Federal Labor wants half of all Australian vehicles to be electric by 2030 and will help small business make the switch by offering immediate depreciation deductions on vehicles valued at more than $20,000.
Unveiling his long-awaited climate change policy on Monday, Opposition Leader Bill Shorten threw down the gauntlet to the coalition ahead of the budget tomorrow, saying they’ve failed to develop any “serious” climate change policies.
Labor wants the Australian economy to be 50% renewable by 2030 and has set an electric vehicle target to tackle the 20% of emissions currently attributed to transport.
“The global transition to EVs [electic vehicles] is well underway, but Australia lags behind other countries in EV take-up due to the Government’s failure to put in place credible climate change and EV policies,” Labor said on Monday.
“Australia is now last among western countries for electric vehicle take-up, and New Zealand has more electric vehicles than Australia.”
Analysis conducted by Energia in 2018 found electric vehicle market share in Australia is less than 1%, compared to almost 5% in New Zealand and more than 15% in Norway.
Moving to 50% over the next 11 years would have a significant effect on most industries, particularly mechanics, freight businesses and sharing-economy companies.
Under the plan, Labor will introduce a vehicle emission standard, forcing car retailers to sell light vehicles which create a maximum of 105 grams of carbon dioxide per kilometre.
The policy won’t apply a “blanket mandatory standard” and will allow retailers to offset high emission car sales with low or zero emission sales, Labor said.
Labor did not specify a standard for heavy vehicles, conceding “there is currently no commercially viable alternative” to combustion engines for trucks and other similar vehicles, but did say it will encourage trucking operators to upgrade to modern, less-polluting vehicles.
In Norway, electric vehicles make up about half of all new car sales, prompting Labor to cite PwC research that a similar uptake rate in Australia could generate $2.9 billion in economic activity.
Electric Vehicles Council data indicates electric vehicles can deliver more than $2,000 in annual cost reductions for businesses through reduced fuel and maintenance costs, however, a lack of charging and parking infrastructure in Australia is holding back market development.

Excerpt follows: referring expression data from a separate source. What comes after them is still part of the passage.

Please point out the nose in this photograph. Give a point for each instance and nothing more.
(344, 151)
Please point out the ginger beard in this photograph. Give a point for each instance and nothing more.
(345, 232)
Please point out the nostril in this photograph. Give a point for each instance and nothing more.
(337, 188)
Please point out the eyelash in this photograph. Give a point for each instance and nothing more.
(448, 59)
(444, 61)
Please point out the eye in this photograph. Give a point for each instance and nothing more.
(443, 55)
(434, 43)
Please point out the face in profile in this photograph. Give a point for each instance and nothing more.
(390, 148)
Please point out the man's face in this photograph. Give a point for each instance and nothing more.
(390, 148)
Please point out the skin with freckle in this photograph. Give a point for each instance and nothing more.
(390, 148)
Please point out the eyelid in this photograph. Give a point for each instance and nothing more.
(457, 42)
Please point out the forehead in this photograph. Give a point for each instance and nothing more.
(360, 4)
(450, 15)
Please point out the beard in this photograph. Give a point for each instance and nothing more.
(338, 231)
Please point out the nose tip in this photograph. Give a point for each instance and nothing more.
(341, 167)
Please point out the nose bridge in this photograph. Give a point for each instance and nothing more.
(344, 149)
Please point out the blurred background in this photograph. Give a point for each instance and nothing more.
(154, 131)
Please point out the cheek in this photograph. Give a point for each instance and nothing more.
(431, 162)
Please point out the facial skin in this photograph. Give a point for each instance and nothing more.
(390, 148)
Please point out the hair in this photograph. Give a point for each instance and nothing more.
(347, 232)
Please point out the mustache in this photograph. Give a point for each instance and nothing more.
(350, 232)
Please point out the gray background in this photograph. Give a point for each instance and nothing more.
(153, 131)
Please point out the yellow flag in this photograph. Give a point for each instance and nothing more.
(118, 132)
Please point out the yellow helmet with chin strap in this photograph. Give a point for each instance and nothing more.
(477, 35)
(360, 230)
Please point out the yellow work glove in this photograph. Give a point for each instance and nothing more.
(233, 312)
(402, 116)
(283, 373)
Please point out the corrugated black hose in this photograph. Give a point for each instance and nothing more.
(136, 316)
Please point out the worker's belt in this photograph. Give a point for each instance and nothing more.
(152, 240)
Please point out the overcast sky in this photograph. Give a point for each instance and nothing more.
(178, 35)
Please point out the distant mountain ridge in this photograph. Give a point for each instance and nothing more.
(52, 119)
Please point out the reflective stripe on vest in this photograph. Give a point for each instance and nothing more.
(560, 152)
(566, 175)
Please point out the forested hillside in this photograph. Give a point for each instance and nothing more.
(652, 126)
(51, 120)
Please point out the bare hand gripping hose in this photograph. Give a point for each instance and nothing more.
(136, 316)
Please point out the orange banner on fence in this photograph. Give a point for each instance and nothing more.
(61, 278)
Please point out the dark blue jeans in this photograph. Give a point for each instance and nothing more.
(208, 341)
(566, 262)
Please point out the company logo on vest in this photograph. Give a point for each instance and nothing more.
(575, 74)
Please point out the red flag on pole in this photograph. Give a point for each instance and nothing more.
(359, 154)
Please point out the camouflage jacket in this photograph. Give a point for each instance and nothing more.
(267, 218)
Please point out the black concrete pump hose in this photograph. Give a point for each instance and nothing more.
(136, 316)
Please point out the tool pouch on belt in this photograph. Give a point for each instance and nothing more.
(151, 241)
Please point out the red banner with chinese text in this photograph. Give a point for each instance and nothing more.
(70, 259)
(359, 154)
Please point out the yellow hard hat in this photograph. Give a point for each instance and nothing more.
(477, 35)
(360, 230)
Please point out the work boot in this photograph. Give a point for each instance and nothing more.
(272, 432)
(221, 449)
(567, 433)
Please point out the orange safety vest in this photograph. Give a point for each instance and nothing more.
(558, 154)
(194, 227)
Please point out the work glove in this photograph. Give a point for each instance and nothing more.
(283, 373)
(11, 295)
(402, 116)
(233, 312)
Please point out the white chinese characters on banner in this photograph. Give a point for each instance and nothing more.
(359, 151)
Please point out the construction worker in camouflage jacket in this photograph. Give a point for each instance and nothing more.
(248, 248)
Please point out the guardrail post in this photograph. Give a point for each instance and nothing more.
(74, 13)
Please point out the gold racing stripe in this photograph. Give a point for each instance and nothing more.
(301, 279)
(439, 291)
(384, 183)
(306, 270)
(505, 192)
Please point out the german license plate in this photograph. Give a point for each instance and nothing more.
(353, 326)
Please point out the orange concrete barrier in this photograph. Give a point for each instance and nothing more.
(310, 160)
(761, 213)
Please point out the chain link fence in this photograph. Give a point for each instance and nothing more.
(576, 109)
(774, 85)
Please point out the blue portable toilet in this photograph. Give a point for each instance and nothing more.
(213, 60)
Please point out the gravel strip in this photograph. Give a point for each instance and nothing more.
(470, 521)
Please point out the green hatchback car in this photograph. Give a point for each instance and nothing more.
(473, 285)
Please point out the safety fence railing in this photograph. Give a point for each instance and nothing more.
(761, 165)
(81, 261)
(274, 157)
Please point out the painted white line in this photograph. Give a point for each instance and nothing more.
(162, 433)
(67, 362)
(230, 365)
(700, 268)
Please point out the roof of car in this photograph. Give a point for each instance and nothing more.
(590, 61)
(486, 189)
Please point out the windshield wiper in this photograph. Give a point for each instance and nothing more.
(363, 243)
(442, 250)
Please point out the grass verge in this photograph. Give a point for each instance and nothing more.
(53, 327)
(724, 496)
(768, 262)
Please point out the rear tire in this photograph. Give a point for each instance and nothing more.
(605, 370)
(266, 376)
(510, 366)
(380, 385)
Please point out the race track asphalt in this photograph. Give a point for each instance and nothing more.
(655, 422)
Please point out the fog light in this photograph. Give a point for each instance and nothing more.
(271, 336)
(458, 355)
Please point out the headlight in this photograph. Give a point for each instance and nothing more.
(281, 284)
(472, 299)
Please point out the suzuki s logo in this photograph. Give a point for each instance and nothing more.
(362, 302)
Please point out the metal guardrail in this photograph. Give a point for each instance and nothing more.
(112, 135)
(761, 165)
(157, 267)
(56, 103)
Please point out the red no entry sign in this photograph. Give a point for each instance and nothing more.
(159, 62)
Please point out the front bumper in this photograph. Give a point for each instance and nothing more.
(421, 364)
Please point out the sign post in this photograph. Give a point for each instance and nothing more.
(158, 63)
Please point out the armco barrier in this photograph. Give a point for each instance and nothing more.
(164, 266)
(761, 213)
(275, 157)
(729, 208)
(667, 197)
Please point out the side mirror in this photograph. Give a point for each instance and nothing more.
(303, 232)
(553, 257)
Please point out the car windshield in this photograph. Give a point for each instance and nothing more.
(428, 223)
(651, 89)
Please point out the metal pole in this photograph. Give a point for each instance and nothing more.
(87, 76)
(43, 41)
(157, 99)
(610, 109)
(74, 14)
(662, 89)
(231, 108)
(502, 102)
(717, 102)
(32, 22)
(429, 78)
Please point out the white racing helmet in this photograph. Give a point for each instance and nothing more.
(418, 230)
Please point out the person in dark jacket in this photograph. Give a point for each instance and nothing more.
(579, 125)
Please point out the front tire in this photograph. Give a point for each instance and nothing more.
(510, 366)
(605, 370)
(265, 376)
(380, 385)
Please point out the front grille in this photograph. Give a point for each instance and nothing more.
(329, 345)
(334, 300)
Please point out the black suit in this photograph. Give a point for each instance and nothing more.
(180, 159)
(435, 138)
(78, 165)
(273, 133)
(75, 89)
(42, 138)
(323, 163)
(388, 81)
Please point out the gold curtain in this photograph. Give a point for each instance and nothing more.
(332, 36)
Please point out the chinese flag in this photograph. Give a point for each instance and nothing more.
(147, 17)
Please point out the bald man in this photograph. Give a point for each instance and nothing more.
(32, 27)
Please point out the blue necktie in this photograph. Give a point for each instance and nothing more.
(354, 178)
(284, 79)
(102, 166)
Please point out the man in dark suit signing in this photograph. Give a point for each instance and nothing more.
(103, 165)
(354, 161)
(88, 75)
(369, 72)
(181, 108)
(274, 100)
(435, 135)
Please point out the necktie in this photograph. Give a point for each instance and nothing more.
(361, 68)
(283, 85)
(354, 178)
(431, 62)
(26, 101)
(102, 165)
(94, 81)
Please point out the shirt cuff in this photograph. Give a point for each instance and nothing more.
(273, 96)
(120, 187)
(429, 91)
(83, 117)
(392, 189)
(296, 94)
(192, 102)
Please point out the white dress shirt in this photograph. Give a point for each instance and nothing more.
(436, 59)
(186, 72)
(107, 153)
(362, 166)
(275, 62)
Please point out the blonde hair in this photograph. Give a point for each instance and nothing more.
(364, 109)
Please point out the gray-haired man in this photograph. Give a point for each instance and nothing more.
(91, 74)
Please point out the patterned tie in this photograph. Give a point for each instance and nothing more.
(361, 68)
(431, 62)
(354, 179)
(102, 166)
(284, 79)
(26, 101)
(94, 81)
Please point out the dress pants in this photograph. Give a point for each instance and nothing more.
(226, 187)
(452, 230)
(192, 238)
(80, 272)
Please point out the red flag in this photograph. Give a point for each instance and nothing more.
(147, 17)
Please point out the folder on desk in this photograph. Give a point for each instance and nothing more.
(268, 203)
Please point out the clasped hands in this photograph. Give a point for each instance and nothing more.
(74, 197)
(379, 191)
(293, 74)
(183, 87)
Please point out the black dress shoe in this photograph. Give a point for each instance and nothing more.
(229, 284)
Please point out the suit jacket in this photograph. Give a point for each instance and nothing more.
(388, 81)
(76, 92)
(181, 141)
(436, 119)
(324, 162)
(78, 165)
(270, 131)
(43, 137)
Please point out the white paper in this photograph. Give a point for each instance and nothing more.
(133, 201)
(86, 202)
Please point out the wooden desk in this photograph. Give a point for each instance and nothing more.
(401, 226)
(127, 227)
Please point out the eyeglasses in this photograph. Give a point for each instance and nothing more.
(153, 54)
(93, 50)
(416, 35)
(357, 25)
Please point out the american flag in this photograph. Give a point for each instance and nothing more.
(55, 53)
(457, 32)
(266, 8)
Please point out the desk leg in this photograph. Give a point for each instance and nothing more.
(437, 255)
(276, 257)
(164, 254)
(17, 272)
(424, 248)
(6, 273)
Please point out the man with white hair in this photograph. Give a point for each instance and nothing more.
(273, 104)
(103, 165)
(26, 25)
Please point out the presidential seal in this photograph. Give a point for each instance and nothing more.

Labor wants to address this and says it will require all federally funded road upgrades to incorporate charging infrastructure while pressuring states to follow suit with their own projects via COAG.
A used electric-vehicle market will also be supported by a swathe of publicly owned vehicles if Labor gets its way, with plans to target 50% of new government vehicles to be electric by 2025.
Businesses in Australia have already started moving on electric vehicles, with IKEA Australia revealing a plan to roll out electric trucks over the next decade.
Overseas companies such as Pepsi, Walmart and FedEx have all invested in pre-orders for Tesla electric and autonomous semi-trucks, which will go into production later this year.
Tom Davey, chief executive of car share business GoGet, says electric vehicles are the future but to date haven’t been viable for his business.
“Our 3,000 vehicles take more than 30,000 private vehicles off the road reducing congestion and emissions,” Davey tells SmartCompany.
“We believe this focus does more for the environment and congestion than simply replacing the petrol car with the EV on a one-to-one basis.
“For EVs to work for car share, there needs to be mainstream market adoption that makes them competitively priced and widely accepted.”
The NRMA’s Peter Khoury says Australian businesses don’t really have a choice when it comes to adopting electric vehicles in the coming years.
“It’s just a reflection on reality. What we’re seeing globally is more and more countries announcing bans on petrol and diesel cars,” he tells SmartCompany.
“A lot of those countries manufacture cars Australians like to buy — we don’t build cars here.”
Khoury says business will benefit as well, with demonstrably cheaper costs and an ability to build their own charging stations.
However, Australian Automotive Dealerships Australia, the lobby group representing independent car dealers, is worried the emissions standard will hurt small business.
“We accept the Opposition’s invitation to consult on the timeline and coverage of vehicle emissions standards, but are concerned over the reference to these standards applying to car retailers,” chief executive David Blackhall said in a statement circulated on Monday.
“In the US and the EU, it is the manufacturer, not the retailer, that needs to adhere to vehicle emissions standards,” he said.
“Dealers have limited influence over the product mix and the decision as to what cars are imported into Australia is entirely at the discretion of the manufacturers. In the end, dealers can only sell the cars that are supplied to them.”
Council of Small Businesses of Australia chief Peter Strong says moving to 50% electric vehicles would create opportunities for small business, but needs to be managed appropriately.
“If it is done without deep planning and assessment of risks and impact upon the way businesses operate it could have a detrimental effect on the economy,” he tells SmartCompany.
“It will cause a major change for the automotive industry and there will probably be the need for an industry restructuring program.”